Jules Supervielle
Il vous naît un poisson qui se met à tourner
Tout de suite au plus noir d'une lame profonde,
Il vous naît une étoile au-dessus de la tête,
Elle voudrait chanter mais ne peut faire mieux
Que ses soeurs de la nuit les étoiles muettes.
Il vous naît un oiseau dans la force de l'âge,
En plein vol, et cachant votre histoire en son coeur
Puisqu'il n'y a que son cri d'oiseau pour la montrer.
Il vole sur les bois, se choisit une branche
Et s'y pose, on dirait qu'elle est comme les autres.
Où courent-ils ainsi ces lièvres, ces belettes,
Il n'est pas de chasseur encor dans la contrée,
Et quelle peur les hante et les fait se hâter,
L'écureuil qui devient feuille et bois dans sa fuite,
La biche et le chevreuil soudain déconcertés?
Il nous naît un ami, et voilà qu'il vous cherche
Il ne connaîtra pas votre nom ni vos yeux
Mais il faudra qu'il soit touché comme les autres
Et loge dans son coeur d'étranges battements
Qui lui viennent de jours qu'il n'aura pas vécus.
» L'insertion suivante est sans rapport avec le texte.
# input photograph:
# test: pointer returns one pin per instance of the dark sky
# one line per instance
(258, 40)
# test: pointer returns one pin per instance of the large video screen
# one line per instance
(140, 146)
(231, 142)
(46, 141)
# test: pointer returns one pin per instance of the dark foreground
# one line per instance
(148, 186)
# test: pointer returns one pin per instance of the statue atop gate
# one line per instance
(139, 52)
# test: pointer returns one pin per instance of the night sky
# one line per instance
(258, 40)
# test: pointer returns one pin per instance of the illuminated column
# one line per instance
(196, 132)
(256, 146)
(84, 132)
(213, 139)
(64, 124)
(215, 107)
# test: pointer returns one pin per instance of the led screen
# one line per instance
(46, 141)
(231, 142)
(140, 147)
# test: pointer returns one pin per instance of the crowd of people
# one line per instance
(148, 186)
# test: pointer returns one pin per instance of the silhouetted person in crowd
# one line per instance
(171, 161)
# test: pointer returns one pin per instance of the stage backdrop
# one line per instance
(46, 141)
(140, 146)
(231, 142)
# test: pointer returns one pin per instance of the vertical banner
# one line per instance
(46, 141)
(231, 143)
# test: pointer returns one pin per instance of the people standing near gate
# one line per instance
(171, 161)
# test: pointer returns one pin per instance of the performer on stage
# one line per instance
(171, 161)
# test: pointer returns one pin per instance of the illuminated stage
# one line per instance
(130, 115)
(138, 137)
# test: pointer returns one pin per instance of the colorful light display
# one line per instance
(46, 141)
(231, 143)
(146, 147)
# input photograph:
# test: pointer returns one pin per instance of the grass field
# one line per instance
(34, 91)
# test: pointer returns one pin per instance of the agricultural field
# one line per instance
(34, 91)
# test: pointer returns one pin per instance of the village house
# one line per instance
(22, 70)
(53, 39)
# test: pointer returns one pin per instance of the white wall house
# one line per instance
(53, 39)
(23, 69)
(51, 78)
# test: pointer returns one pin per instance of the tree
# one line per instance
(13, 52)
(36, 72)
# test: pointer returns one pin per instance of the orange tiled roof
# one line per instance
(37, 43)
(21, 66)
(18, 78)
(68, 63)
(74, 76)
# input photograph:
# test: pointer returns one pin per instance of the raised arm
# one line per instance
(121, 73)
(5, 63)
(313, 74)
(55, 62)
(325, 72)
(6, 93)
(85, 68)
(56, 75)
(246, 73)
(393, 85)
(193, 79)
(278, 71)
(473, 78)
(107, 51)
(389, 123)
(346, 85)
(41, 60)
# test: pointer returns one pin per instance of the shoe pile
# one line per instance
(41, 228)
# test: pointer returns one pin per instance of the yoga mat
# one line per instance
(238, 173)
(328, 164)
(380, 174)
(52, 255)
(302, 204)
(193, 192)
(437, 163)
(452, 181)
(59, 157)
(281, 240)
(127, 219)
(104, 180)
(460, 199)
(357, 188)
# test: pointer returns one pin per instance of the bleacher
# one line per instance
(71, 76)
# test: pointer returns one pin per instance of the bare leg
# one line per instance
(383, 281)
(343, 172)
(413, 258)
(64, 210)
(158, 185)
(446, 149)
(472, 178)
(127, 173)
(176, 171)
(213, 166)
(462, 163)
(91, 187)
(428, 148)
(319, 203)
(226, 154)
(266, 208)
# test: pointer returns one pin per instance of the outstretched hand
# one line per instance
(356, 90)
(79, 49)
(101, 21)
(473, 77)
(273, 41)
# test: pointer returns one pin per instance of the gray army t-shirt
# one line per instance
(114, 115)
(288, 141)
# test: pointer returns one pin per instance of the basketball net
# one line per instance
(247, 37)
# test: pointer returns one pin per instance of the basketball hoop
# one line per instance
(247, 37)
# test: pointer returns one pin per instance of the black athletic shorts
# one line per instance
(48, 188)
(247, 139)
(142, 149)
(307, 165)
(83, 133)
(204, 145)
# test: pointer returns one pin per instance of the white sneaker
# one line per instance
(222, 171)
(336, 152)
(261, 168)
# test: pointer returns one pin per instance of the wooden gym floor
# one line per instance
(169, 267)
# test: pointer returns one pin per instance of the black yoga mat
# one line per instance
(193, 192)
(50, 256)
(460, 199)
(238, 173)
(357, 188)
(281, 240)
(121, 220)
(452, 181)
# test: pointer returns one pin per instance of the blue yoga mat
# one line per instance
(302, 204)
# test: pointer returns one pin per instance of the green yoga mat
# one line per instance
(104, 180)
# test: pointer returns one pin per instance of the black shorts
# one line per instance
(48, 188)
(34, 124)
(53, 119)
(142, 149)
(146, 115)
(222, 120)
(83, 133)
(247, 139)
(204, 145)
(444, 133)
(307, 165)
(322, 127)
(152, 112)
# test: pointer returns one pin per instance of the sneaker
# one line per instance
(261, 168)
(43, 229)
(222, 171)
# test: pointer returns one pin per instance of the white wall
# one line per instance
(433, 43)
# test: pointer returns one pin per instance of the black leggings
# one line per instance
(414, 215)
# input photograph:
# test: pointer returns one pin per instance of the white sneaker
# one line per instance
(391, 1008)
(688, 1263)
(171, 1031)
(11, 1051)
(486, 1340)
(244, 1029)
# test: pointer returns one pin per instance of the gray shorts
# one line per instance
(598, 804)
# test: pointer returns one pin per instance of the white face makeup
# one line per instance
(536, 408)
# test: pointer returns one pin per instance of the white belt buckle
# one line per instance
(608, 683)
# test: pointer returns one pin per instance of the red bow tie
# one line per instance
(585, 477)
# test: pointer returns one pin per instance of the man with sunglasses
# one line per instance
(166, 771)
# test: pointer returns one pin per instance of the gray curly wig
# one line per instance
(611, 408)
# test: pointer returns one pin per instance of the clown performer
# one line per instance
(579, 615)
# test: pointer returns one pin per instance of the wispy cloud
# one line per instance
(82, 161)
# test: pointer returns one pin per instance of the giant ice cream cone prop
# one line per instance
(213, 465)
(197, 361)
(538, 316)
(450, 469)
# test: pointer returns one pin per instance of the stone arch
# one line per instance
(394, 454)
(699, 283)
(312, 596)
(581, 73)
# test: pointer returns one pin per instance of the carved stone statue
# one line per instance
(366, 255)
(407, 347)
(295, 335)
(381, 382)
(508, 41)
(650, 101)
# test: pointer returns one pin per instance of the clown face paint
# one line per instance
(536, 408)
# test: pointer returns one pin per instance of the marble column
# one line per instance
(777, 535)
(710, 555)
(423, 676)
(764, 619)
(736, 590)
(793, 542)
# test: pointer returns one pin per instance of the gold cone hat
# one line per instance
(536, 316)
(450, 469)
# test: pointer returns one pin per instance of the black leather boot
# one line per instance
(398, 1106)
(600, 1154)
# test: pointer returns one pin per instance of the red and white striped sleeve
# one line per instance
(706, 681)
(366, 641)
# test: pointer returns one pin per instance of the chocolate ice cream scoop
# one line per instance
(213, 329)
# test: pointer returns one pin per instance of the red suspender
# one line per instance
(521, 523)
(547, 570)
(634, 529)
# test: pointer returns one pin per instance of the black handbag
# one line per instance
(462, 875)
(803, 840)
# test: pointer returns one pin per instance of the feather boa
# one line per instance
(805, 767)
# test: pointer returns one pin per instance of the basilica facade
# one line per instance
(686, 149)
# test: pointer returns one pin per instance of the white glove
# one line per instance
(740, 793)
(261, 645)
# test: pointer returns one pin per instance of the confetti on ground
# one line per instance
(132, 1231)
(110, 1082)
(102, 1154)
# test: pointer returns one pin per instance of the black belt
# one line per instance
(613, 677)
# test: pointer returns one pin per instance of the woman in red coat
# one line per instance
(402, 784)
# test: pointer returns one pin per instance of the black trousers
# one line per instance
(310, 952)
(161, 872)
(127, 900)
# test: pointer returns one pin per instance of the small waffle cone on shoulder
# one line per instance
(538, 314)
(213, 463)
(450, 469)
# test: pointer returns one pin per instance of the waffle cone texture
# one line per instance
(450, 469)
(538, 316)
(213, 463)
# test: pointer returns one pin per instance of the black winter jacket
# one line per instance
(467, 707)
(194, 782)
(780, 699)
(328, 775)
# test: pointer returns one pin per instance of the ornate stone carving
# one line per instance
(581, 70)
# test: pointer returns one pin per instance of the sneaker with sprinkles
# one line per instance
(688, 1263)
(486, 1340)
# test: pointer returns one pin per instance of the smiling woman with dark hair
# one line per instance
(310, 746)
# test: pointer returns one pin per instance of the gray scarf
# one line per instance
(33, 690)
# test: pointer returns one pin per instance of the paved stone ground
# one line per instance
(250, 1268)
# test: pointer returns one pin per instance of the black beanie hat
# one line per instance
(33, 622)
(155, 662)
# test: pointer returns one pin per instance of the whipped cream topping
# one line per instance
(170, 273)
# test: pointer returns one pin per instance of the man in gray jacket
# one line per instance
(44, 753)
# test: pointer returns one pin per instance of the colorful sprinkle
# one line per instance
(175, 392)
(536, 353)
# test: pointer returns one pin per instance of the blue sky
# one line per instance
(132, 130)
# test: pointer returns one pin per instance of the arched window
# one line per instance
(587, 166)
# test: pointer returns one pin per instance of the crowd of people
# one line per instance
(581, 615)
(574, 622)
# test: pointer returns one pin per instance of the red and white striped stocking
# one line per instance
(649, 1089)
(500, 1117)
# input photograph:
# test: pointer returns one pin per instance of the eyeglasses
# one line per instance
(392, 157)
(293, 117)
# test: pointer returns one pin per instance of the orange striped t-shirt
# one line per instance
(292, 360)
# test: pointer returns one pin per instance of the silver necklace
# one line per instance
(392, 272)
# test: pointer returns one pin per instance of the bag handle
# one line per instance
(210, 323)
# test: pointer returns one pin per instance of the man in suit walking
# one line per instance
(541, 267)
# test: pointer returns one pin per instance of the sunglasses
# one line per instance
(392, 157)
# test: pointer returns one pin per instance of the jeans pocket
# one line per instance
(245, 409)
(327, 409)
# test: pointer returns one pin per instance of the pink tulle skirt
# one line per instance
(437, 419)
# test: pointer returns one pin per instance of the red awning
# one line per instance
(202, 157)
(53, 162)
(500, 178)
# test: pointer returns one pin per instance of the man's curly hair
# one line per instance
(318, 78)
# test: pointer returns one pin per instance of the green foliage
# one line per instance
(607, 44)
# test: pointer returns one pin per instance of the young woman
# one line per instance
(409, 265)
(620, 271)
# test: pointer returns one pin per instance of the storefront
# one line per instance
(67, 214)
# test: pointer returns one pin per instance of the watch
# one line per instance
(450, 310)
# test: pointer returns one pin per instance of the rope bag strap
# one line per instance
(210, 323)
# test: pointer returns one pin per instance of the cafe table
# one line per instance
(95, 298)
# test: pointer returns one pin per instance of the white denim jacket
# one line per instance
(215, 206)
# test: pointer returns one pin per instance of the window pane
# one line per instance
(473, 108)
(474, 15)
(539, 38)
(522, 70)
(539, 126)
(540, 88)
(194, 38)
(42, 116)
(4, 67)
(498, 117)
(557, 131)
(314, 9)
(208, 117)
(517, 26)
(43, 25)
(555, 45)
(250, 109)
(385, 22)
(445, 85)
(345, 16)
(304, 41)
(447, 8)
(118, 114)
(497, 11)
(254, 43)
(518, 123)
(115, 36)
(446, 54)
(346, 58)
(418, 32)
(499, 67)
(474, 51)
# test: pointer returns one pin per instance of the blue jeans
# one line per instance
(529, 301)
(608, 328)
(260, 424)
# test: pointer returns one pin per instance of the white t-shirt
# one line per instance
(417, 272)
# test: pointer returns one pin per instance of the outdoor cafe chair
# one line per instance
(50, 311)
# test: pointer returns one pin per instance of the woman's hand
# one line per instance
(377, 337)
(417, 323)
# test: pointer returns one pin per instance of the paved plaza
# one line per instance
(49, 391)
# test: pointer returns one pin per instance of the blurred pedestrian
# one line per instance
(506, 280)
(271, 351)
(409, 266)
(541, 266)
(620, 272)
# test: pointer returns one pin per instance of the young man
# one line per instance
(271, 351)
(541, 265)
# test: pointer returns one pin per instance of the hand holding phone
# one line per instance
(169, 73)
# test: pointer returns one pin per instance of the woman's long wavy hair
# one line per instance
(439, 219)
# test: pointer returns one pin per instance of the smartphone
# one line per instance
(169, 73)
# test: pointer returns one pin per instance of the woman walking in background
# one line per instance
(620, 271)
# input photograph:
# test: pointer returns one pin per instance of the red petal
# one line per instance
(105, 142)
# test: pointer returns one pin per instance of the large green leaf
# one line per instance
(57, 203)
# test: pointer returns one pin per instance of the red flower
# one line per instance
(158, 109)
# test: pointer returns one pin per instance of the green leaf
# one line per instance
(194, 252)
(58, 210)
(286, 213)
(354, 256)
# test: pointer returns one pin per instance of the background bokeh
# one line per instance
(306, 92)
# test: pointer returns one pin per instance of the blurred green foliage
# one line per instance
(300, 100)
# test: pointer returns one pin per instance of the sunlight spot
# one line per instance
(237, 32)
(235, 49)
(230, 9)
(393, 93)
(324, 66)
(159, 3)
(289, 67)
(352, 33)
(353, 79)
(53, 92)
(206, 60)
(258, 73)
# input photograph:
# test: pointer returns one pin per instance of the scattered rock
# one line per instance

Et vous, que faites-vous, ô visage troublé
Par ces brusques passants, ces bêtes, ces oiseaux,
Vous qui vous demandez, vous, toujours sans nouvelles,
"Si je croise jamais un de ces amis lointains
Au mal que je lui fis vais-je le reconnaître?"
Pardon pour vous, pardon pour eux, pour le silence
Et les mots inconsidérés,
Pour les phrases venant de lèvres inconnues
Qui vous touchent de loin comme balles perdues,
Et pardon pour les fronts qui semblent oublieux.